Alfredo Pérez Rubalcaba, un socialista
Amó al PSOE, a su gente, su historia, su significado. Era un socialista clásico, así se definía. Detestaba la desigualdad y se encendía con la injusticia

Esta es la semblanza de un ser humano extraordinario, un político de la talla de un gigante y un socialista de raza. Es la semblanza que jamás hubiera querido escribir en este, el periódico de sus desvelos y de su vida. Alfredo Pérez Rubalcaba no cabe en un artículo, ni en veinte, porque su personalidad y su trayectoria vital son demasiado complejas para resumirlas en unas cuántas líneas.
Inteligente, vital, curioso, moderno, abierto siempre a aprender del otro y profesor paciente. Alfredo era riguroso hasta la exasperación de sus equipos. Siempre se le podía dar otra vuelta al problema, analizarlo desde otro ángulo, exprimir las posibles soluciones, buscar más allá de lo que los demás veían, más a fondo, mucho más. Y cuanto más estrecho era el margen de maniobra, más espacio buscaba hasta conseguir ensancharlo, España siempre por delante de todo.
Su mujer, su familia, sus amigos, sus alumnos y sus compañeros del Partido, la música, los libros y "el Madrid", conformaban su mundo afectivo, central para él.
Nada más lejos de la realidad que el personaje frío y calculador que algunos han descrito: Alfredo era todo corazón, esa era su única debilidad.
Rubalcaba será reconocido como uno de los políticos más importantes de los últimos 50 años, impulsor de reformas fundamentales —particularmente en educación— arquitecto de pactos políticos claves para la democracia, negociador hábil e implacable, era también un orador brillante y un trabajador infatigable, exigente consigo mismo como con nadie.
Alfredo Pérez Rubalcaba fue muchas cosas en su vida pero jamás le tentaron ni los cócteles ni los palacios. Se sentía mucho mejor tomando unas cañas con los compañeros después del mitin. Ser secretario general del PSOE fue, seguramente, su puesto más querido. No tuvo mucha suerte en esa etapa pero todos sabemos que, en aquel momento tan difícil para el PSOE, Alfredo que ya lo había sido todo, no dudó en afrontar la tarea hercúlea de sostener al partido y lo hizo con pasión.
Amó al PSOE, a su gente, su historia, su significado. Rubalcaba era un socialista clásico, así le gustaba definirse. Detestaba la desigualdad y se encendía con la injusticia.
Alfredo entendía muy bien los cambios y fue un gran aliado de la lucha feminista, mucho antes de que fuera lo políticamente adecuado.
Jamás reclamó para sí los laureles que, en realidad, le correspondían por aquella durísima negociación para la paz en Euskadi; esas cosas le daban mucho pudor. Pero quiénes tuvimos el privilegio de estar cerca, sabemos que su trabajo, junto al de otros, fue decisivo para derrotar a ETA. Por ello recibió los más duros ataques de sus adversarios y en ello se dejó parte de la salud.

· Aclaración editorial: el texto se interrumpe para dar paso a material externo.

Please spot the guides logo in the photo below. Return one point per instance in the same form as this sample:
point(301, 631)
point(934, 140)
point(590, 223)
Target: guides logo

Rubalcaba pensaba mucho, analizaba, diseccionaba, resumía, escribía unas notas, le daba otra vuelta y... aparecía una solución brillante, una idea nueva, un texto profundo, una ley innovadora, un discurso. Para poder pensar, le gustaba pasear. Paseaba, pensaba y hablaba siempre con mucha gente. Pero esta vez, el paseo va a ser mucho más largo, Alfredo, y lo cierto, es que no estábamos preparados.
Buen camino, compañero.
Elena Valenciano fue vicesecretaria general del PSOE cuando Alfredo Pérez Rubalcaba dirigió el partido.